Años de no construir viviendas
sociales, de especulación del terreno y de la construcción, de olvidarse de que
la Constitución dice que los ciudadanos tenemos derecho a un hogar digno. Nos ha
traído, a que esta función se ha transferido a constructoras, autonomías y
ayuntamientos, y todos los departamentos del gobierno la han transferido a los
ciudadanos que tienen más de una vivienda, a las empresas que se dedican a
alquilar viviendas a quien no quiere o puede comprarla.

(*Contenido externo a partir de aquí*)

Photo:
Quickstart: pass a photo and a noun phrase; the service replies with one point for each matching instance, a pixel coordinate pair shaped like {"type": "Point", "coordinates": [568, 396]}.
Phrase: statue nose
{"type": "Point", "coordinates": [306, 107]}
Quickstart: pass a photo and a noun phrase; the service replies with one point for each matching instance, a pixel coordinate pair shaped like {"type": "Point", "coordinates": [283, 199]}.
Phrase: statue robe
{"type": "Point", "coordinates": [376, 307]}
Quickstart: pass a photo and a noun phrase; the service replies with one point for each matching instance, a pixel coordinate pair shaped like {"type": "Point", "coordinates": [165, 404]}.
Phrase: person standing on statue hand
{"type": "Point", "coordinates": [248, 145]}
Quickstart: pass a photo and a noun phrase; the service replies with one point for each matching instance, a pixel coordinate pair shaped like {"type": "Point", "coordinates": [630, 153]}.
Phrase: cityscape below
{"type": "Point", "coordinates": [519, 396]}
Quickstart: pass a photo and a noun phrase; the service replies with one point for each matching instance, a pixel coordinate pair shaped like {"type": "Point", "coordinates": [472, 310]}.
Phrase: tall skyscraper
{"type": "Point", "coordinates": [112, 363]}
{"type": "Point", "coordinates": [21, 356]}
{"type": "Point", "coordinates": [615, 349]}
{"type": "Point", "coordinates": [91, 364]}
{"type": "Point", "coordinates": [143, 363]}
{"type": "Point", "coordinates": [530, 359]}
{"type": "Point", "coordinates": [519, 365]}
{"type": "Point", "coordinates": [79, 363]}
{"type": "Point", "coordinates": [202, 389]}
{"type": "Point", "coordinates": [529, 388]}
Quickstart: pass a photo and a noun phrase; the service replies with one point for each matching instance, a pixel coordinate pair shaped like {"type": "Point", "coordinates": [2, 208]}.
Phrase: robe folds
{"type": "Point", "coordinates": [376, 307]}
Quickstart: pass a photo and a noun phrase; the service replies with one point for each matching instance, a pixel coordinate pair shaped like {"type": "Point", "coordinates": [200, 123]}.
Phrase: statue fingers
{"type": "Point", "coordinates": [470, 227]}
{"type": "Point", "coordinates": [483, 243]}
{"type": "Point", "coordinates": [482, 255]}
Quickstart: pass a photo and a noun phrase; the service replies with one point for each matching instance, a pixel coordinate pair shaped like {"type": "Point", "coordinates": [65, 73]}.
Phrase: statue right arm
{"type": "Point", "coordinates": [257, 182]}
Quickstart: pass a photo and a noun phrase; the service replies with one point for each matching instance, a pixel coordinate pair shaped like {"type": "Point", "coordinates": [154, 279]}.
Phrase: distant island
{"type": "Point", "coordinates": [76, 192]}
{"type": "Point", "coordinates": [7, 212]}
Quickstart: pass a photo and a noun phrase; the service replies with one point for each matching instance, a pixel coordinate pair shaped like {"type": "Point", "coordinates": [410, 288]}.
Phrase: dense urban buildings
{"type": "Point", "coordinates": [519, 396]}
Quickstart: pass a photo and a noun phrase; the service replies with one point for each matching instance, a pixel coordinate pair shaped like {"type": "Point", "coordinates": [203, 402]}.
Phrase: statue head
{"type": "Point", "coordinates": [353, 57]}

Para evitar que haya especulación,
ante la falta de viviendas para todos los ciudadanos nacidos o que han venido,
que ante la demanda sube sus precios, la solución está en establecer leyes,
que: Amparen a los okupas, basándose en que son personas necesitadas y que
quien tiene más de un piso es un estafador, muchos de ellos tienen coche,
gastan el dinero que obtienen en otras cosas y si se sacrificasen como algunas
personas con más de una vivienda, podrían pagar el alquiler, cuidar la vivienda
o comprarse una.
Los grandes y pequeños almacenes,
incrementan sus precios en un porcentaje, para compensar los robos, los daños,
y otras causas diversas. Quien alquila un piso, que puede ser robado,
vandalizado y semidestruido, no puede cobrar un alquiler justo con los salarios
que establece el gobierno, si este no crea leyes que le protejan o paga los
desperfectos o falta de pago, pues no se trata sólo de defender al delincuente.
Pero la responsabilidad de crear un
número suficiente de viviendas dignas, que tengan un precio asequible para las
familias trabajadoras, no es de las personas que tienen más de una vivienda o
se dedican a alquileres, es la responsabilidad de quienes reciben miles de
millones de euros de nosotros, al que deberíamos llamar: “Desgobierno”.
Cambiar su responsabilidad, por leyes
que castiguen a los ciudadanos que respetan la Ley, no es Justicia.